European Union regulators ended a decade-long anti-trust dispute with computer giant Microsoft after reaching a deal that would open up new PCs to rival Internet browsers.

Brussels announced the new binding agreement that will allow computer users in Europe who buy new hardware based on Microsoft’s Windows operating system to choose which browser they want to install on their PC.

Starting in mid-March, the five-year deal will end years of massive fines backed by an EU court. A similar undertaking on interoperability of other broad-based PC software and applications was also informally accepted.

EU Competition Commissioner Neelie Kroes told a press conference that the decision represents “a Christmas present for hundreds of millions of Europeans.”

When asked if outstanding competition complaints with Microsoft remain on the table, Kroes said, “Microsoft is well aware, in competition terms, what has to be avoided.”

The EU commission felt consumers were not being allowed to make an “unbiased” choice between Microsoft’s software and related applications and those of rivals including Mozilla’s Firefox, Google’s Chrome or Opera.

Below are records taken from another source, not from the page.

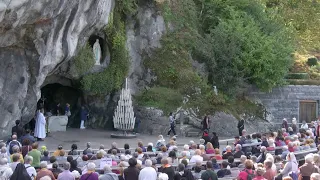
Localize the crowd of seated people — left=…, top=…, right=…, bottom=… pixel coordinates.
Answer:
left=2, top=123, right=320, bottom=180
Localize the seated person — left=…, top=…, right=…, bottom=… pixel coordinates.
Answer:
left=107, top=142, right=121, bottom=154
left=68, top=144, right=78, bottom=155
left=193, top=165, right=202, bottom=179
left=222, top=146, right=233, bottom=159
left=205, top=142, right=215, bottom=154
left=52, top=145, right=63, bottom=157
left=211, top=158, right=220, bottom=170
left=228, top=156, right=237, bottom=168
left=217, top=161, right=231, bottom=178
left=40, top=150, right=50, bottom=161
left=238, top=155, right=247, bottom=169
left=190, top=149, right=203, bottom=164
left=214, top=149, right=222, bottom=160
left=233, top=144, right=244, bottom=158
left=266, top=139, right=275, bottom=151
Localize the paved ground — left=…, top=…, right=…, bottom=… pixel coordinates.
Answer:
left=38, top=128, right=231, bottom=151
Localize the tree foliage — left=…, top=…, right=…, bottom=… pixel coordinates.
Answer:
left=263, top=0, right=320, bottom=52
left=195, top=0, right=294, bottom=94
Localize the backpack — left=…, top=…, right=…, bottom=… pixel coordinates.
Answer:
left=8, top=141, right=21, bottom=154
left=245, top=169, right=255, bottom=180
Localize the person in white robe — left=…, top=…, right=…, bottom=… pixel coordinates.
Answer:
left=34, top=109, right=46, bottom=140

Now PC users across the European Economic Area, the 27 EU nations plus Iceland, Liechtenstein and Norway, will have in-built freedom of choice for five years from the agreement’s implementation in March 2010.

EU officials say the decision legally binds Microsoft to the commitments it has offered and ends the commission’s investigation into whether the company had abused its dominant position in the European marketplace.

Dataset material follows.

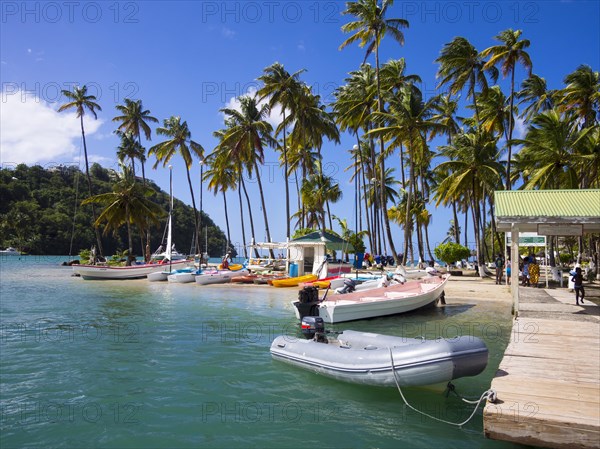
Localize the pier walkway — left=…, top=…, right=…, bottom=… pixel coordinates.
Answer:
left=483, top=286, right=600, bottom=448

Brussels said over 100 million new personal computers available in Europe from March will see a new “choice screen” that will greet buyers when they configure their PC for use.

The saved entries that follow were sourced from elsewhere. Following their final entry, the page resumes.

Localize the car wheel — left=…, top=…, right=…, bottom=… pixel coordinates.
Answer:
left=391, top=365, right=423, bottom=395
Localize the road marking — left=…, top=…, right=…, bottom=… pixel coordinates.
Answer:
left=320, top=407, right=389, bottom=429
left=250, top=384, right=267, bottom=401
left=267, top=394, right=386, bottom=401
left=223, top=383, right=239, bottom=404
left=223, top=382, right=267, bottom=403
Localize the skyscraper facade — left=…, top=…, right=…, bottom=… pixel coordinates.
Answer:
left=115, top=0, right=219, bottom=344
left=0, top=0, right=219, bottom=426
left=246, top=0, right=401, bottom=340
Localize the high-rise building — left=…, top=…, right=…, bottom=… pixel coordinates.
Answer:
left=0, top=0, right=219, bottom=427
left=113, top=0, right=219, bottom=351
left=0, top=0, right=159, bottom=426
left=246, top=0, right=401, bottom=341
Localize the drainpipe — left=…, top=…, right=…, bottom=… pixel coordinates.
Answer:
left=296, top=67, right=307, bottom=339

Some 30 million new PC users per year will be affected over the deal’s five-year term that concerns computers running Windows XP, Windows Vista and Windows 7.

For years, PC users have been able to download and install different browsers on the market, but this decision marks a step-change in Europe with implications for Microsoft in other regions.

Kroes said the option of having a choice of which browser to use will not only serve to improve people’s experience of the Internet now but also act as an incentive for web browser companies to innovate and offer people better browsers in the future.

Microsoft is also publishing on its website an undertaking whereby it commits to make far-reaching interoperability disclosures concerning other software and applications which had also raised concern from Brussels, Kroes said.

In October, Microsoft said it was mounting “the single biggest legal commitment in the history of the software industry to promote inter-operability” between its products and those of rival developers.

Microsoft cited improved proposals for European consumers centered on applications that apply to Windows, Windows Server, Office, Exchange and SharePoint products.

Microsoft lost an appeal in September 2007 before Europe’s second-highest court after EU regulators slapped a fine of more than $660 million on the company in 2004 for abusing its dominant power, partly in the media players market.

The commission hit Microsoft with a further fine of almost 900 million euros in February 2008 for defying its 2004 ruling.

Kroes said the commission threatened litigation on the browser issue in January, but she stressed while announcing the deal that it would “review the commitments in two years”.

The Commission said it would monitor the impact of the software maker’s undertaking on the market and take its findings into account in the pending antitrust investigation regarding interoperability on a complaint by industry body ECIS.